Written By: - Date published: 1:30 pm, April 25th, 2012 - 14 comments
Categories: business, health, housing, public services, science, Steven Joyce, tenants' rights, workers' rights - Tags:

So Steven Joyce’s personal fiefdom is confirmed; his Super-Ministry will come into being on July 1.

Many will not see how Economic Development, Science and Innovation, Building and Housing, and Labour are an obvious combination.  Or any combination.  As David Cunliffe puts it:

[It’s] a bit like combining a butcher’s shop, a toy shop, a candy store and a childcare centre. It may sound great to an accountant but there are likely to be serious practical difficulties in the real world.

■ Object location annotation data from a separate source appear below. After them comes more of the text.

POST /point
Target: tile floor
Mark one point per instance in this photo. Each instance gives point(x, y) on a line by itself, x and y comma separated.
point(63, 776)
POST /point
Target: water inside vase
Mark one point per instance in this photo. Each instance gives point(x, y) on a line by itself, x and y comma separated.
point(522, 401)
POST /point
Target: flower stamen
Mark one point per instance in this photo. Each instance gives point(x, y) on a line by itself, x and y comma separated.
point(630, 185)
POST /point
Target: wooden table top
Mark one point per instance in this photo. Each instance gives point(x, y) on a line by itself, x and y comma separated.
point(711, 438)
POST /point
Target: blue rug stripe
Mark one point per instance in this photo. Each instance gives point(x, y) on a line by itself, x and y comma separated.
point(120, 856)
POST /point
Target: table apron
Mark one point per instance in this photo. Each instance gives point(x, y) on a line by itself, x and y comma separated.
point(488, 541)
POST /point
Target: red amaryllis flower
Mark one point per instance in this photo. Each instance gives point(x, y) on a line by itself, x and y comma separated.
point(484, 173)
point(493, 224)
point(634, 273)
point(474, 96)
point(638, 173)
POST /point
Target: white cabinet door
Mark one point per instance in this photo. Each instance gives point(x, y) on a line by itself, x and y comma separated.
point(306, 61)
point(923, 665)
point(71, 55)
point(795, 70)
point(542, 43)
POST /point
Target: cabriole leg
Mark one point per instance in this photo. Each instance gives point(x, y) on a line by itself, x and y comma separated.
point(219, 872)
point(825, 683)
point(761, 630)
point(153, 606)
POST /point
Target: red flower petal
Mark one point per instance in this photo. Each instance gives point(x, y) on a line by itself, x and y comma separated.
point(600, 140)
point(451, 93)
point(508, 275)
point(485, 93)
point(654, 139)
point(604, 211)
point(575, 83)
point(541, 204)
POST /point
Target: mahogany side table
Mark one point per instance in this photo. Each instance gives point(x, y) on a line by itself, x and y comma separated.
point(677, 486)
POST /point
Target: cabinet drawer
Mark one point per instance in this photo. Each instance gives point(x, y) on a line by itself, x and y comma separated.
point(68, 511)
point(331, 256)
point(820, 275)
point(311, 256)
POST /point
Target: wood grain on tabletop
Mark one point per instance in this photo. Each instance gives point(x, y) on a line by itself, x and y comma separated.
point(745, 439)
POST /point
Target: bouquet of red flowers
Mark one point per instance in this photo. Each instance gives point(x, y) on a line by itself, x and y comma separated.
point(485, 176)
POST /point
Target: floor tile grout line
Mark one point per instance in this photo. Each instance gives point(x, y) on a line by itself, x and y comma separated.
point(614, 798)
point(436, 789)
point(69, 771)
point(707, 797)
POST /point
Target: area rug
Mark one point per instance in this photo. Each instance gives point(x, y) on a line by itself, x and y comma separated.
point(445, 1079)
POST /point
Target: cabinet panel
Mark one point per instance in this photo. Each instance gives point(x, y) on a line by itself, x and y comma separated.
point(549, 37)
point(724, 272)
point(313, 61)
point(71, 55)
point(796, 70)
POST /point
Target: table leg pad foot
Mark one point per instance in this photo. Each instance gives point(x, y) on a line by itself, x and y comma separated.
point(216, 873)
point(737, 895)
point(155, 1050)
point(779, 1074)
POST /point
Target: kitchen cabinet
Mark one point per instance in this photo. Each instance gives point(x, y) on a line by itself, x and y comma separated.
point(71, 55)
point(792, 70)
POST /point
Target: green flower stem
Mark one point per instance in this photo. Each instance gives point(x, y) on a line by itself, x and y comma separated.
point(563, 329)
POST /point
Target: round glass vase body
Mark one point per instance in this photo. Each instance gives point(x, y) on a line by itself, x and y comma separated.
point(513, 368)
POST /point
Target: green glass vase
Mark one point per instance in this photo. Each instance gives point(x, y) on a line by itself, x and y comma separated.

It’s meant to be a “business-facing” ministry – designed to help business.  Quite how the Department of Labour fits in with its responsibilities for upholding employment law and health and safety is concerning at best.

Indeed there’s a real worry about how any non-“business-facing” tasks will fare in the new ministry.  We need more “blue-sky” research science done, but that is typically ignored by business as too risky – as Science has been dropped from the new ministry’s name, how much can we expect from government now either?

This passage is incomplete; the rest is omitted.